Da reicht schon ein kleiner Windstoß aus der falschen Richtung und ich gerate ins Schwanken.
Ich merke wie meine Arme schwer werden und ihre Kraft verlieren bei dem Versuch mein plötzliches Ungleichgewicht wieder ins Lot zu bringen.
Verzweiflung kommt auf ... und dabei hatte mir doch fest vorgenommen stark zu sein!
Und dann zwingt mich der Windstoß unweigerlich doch in die Knie. Was ich versucht habe von meinem Gerüst fern zu halten überrollt mich...
Trauer, Verzweiflung, Angst, Enttäuschung, Hoffnungslosigkeit, Ohnmacht und unbändige Wut .

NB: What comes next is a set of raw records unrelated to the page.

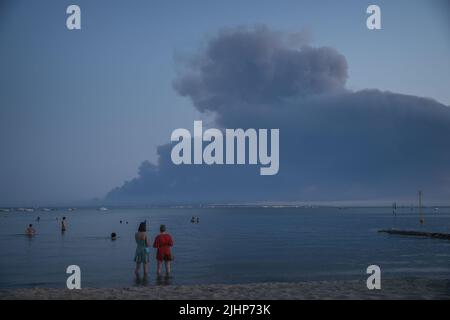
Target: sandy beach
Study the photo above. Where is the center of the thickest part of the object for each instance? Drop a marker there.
(391, 289)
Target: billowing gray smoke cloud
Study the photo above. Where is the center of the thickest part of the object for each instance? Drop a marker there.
(334, 143)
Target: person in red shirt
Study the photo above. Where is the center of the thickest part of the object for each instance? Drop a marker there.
(162, 243)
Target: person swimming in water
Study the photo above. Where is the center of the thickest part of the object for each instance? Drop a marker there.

Während ich knie und dieser Gefühlsachterbahn hilflos ausgeliefert bin, schaue ich in alle Richtungen.... das Gerüst hält noch....doch es bröckelt!
Es ist also noch ok, ich muss versuchen auch noch gegen diese Flut ankämpfen.
Und wenn die Flut sich über mich ergossen hat und der Druck der Wellen nachlässt, stehe ich wieder auf.
Mit wackligen Beinen und schweren Armen... zwar nicht aufrecht aber ich stehe.
Strecke die Arme aus, suche mit den Beinen festen Halt.
Und stütze wieder das Gerüst.
Es ist eben nicht immer einfach auf den Beinen zu bleiben wenn dunkle Wolken aufziehen und einen Seitenwind mit sich bringen.
Dann sind sie da..
Gedanken die mich um den Verstand bringen :
Wärest du verheiratet...
hättest du auch wie deine Geschwister, Kinder ?
Wenn ja wieviele.
Würden sie dir ähnlich sein ?
Dann sind da Tage wie diese, Weihnachten und andere Feiertage... würden wir auch alle zusammen sitzen ?
Festhalt ist jetzt nicht mehr... denn ich bin wieder abgestürzt und brauche einige Zeit um wieder aufrecht gehen zu können.